Setelah protes awal dari federasi sepak bola Mesir dan Iran terhadap penunjukan Seattle atas pertandingan Piala Dunia 26 Juni 2026 antara tim mereka di Lumen Field sebagai 'Pride Match' – karena bertentangan dengan nilai budaya dan agama mereka –, Fifa tetap bungkam.
Eric Wahl, anggota Seattle Pride Match Advisory Committee, melaporkan tidak ada kontak dari Fifa meskipun surat dari FA Mesir kepada sekretaris jenderal Mattias Grafstrom yang mengutip aturan netralitas organisasi. "Saya tahu Mesir sedang memohon kepada Fifa, tapi itu menimbulkan isu etis," kata Wahl. "Di Qatar mereka bilang kita harus menghormati budaya."

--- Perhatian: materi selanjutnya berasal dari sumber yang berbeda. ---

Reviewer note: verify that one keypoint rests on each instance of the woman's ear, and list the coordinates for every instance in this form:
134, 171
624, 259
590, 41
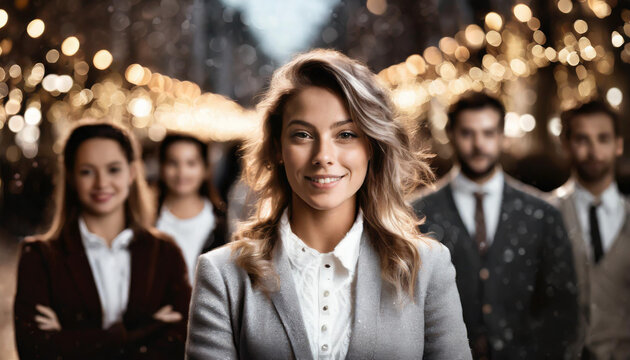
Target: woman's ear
133, 171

Rencana tersebut, yang disusun lebih dari setahun lalu untuk bertepatan dengan akhir pekan Seattle Pride dan ulang tahun kerusuhan Stonewall, mencakup parade seluruh kota, pameran seni poster, dan jalur sejarah LGBTQ+, dengan bendera Pride kemungkinan di tribun tapi tanpa gangguan pertandingan. Wahl menekankan: "Semua orang yang terkait dengan tim sepak bola Mesir dan Iran diterima di parade dan acara kami."
Acara ini pahit manis bagi Wahl: saudaranya, Grant Wahl, jurnalis sepak bola, meninggal pada 2022 setelah ditahan di Qatar karena memakai kaos pelangi untuk mendukung LGBTQ+. "Ini benar-benar pengalaman pahit manis," renungnya, melihatnya sebagai pesan selamat datang.
BBC Sport meminta komentar dari Fifa, Mesir, dan Iran, tapi tidak mendapat respons.